Je n’ai pas écrit à Éric. Je n’ai pas appelé. J’ai ouvert le service de messagerie de la banque en ligne que je connaissais pour avoir vu Éric faire dix fois. J’ai commencé une procédure de signalement. Pas de vengeance, une procédure. Une lettre au juge des tutelles. Une copie pour l’agence bancaire, une autre pour l’assistante sociale.
J’ai tapé mon signalement à trois heures du matin, avec le clavier poussiéreux de mon ordinateur, en buvant une verveine froide.
La banque a bloqué le compte au bout de dix jours. Le temps qu’il faut pour prouver que l’argent des enfants ne doit pas bouger.
Éric l’a su. Il a su que c’était moi. Il est venu un jeudi, à la fermeture du marché, devant mon camion blanc. Il avait cette dégaine des hommes à qui on a repris quelque chose sans qu’ils comprennent pourquoi la garce s’en mêle.
— T’as fait ça? il a articulé.
J’ai mis les cagettes vides dans le camion et j’ai branlé la ridelle. Et puis je me suis retournée, les mains dans les poches de sa veste.
— L’argent des enfants, j’ai dit. Il restera à eux. Tu voulais l’investir dans ton atelier? Tu voulais le placer sur ton nom? Fallait me le dire avant de me faire dormir sous tes poutres.
Il est resté là, au milieu des papiers gras, une voiture qui klaxonnait parce qu’il gênait la sortie. Le vent soulevait les tickets de parking autour de ses chaussures.
— Tu m’as volé la place, j’ai dit. Je te vole pas l’argent. Je te le rappelle. C’est l’argent de Léa.
Il a ouvert la bouche, fermé. Puis il est parti sans un mot, avec sa blessure à la paume qui faisait une croûte sombre.
Le soir, Yvette m’a appelée. Elle pleurait au téléphone, de ces pleurs de mères à qui on a retiré le pain de la bouche. Elle m’a dit que j’étais une étrangère, que je n’avais pas le droit, que les enfants ne me pardonneraient jamais.
— Les enfants? j’ai demandé. Ils m’ont jamais vue. Vous êtes tous pareils. La maison, le repas, la place à table, et l’étrangère reste au bout, merci bien.
Elle a parlé de la famille, du sang, des racines.
J’ai écouté sans couper. Et quand elle a repris sa respiration, j’ai dit doucement, en regardant par la fenêtre la cour de mon nouvel immeuble: « Le sang, c’est vous qui me l’avez rappelé chaque dimanche. Le reste, c’est moi qui le signe. »
J’ai raccroché et j’ai fait quelques pas dans la cuisine. Mon chat s’est frotté contre ma jambe.
Je n’irai pas chercher la suite. Éric m’attend peut-être avec des preuves autres, des banquiers zélés et des excuses trempées. Peut-être que le juge des tutelles lui a donné raison, peut-être que l’argent est déjà reparti dans un contrat mirobolant. Ça, ce n’est plus à moi d’y veiller.

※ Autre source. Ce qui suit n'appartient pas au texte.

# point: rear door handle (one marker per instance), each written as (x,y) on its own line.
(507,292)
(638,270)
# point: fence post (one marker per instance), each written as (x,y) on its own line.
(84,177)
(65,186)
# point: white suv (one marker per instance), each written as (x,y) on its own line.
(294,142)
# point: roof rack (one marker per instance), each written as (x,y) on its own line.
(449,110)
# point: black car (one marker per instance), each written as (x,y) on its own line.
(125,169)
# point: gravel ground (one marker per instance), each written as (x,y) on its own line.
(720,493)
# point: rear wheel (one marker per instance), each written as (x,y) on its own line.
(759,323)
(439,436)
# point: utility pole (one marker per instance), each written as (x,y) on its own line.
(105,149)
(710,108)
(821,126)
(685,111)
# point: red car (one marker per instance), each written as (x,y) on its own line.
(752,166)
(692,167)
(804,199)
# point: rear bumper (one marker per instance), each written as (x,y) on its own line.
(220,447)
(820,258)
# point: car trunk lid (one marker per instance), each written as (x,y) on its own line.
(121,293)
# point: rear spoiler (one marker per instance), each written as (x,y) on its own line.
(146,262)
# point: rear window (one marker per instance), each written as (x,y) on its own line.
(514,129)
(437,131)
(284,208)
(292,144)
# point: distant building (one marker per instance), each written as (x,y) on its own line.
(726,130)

Moi, j’ai récupéré mes savons, mes torchons et mon camion blanc. J’ai posé mon chat dans le panier du passager, un mardi matin, et j’ai repris la route du marché de la place des Lices avec le soleil qui montait sur les toits de Rennes.

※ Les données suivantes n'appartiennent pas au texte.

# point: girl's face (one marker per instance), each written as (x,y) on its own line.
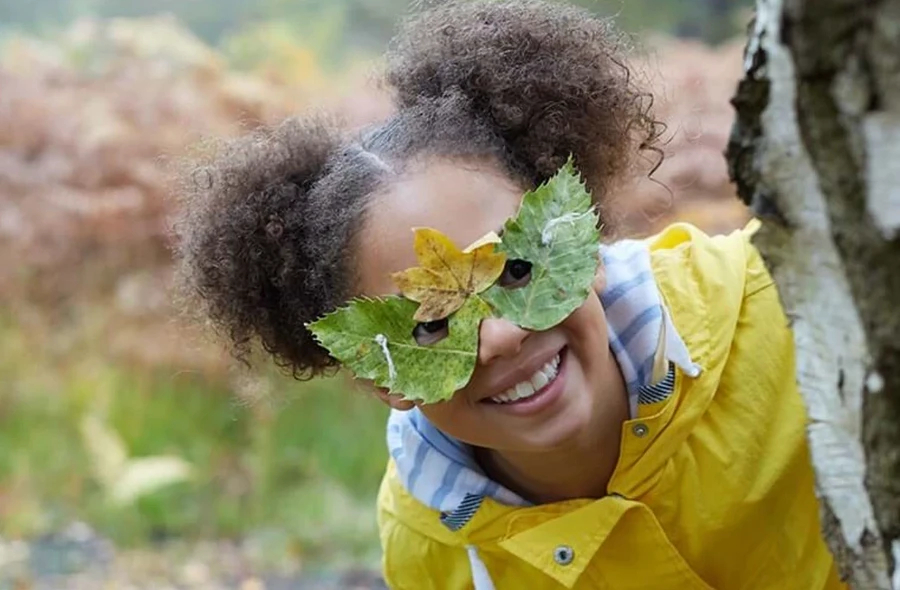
(566,369)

On ne m’a pas choisie. Soit. Mais je n’aurai pas été tolérée.
La lettre au juge des tutelles, je l’ai postée en passant devant la poste du Colombier, avec un timbre à un euro quatre-vingt-seize que j’ai payé en pièces. Et au fond du camion, dans une caisse en plastique, il y avait les pots de confiture de pommes qu’Yvette m’avait apportés un dimanche, en me disant: « C’est pour la famille. »

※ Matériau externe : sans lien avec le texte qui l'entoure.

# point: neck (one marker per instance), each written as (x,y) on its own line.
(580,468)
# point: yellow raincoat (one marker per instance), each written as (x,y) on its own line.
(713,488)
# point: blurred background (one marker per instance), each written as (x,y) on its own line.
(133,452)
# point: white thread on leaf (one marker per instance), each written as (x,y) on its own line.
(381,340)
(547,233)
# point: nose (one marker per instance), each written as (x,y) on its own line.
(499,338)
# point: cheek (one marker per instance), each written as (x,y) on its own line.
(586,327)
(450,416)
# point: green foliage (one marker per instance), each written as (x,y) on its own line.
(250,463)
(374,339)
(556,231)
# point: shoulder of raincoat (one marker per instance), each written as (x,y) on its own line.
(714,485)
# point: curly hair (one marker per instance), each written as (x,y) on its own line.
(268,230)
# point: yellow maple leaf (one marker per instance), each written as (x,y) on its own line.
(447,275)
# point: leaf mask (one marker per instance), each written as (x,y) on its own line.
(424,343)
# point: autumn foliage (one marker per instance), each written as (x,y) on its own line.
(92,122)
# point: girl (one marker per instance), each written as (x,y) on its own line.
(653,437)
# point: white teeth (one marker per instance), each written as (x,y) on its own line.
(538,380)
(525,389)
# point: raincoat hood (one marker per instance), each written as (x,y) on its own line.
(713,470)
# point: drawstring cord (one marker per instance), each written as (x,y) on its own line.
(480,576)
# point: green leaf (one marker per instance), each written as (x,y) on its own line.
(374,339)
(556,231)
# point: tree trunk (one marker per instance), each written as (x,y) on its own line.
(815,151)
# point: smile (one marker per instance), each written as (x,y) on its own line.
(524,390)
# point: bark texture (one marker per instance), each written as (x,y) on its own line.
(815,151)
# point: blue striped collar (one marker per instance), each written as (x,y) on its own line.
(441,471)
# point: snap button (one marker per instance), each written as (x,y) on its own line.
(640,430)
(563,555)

Je les ai posés sur un banc, devant l’école primaire où je passais tous les matins en allant au marché.
Les gamins en ont mangé le soir même, paraît-il, à la cantine.
Voilà, c’est tout.
L’argent de Léa, il dort à la banque, bloqué par ma signature à trois heures du matin, et la chambre du haut, elle restera celle de Lucie. Lucie, qui à quinze ans aura la paix, sans moi, dans cette maison aux murs de pierre.
Une nuit d’avril, seule dans mon appartement de la rue Saint-Hélier, j’ai recousu les ourlets de la nappe de ma grand-mère. Pas pour la famille. Pour moi.
Et Noé? Noé, je ne l’oublie pas. Il m’écrit des cartes postales du centre de loisirs, des dessins de bateaux à voiles et des mots qui brûlent.
Sa dernière lettre finit par une phrase.
« Tu me manques comme un trognon de pomme à Paimpont, quand le jus coule sur les doigts. »
Je l’ai punaisée sur le frigo, entre une photo de la plage de Saint-Lunaire et une vieille étiquette de savon à la lavande.
Et j’ai appris, ce printemps-là, à faire seul le tour du marché du samedi. Sans me retourner.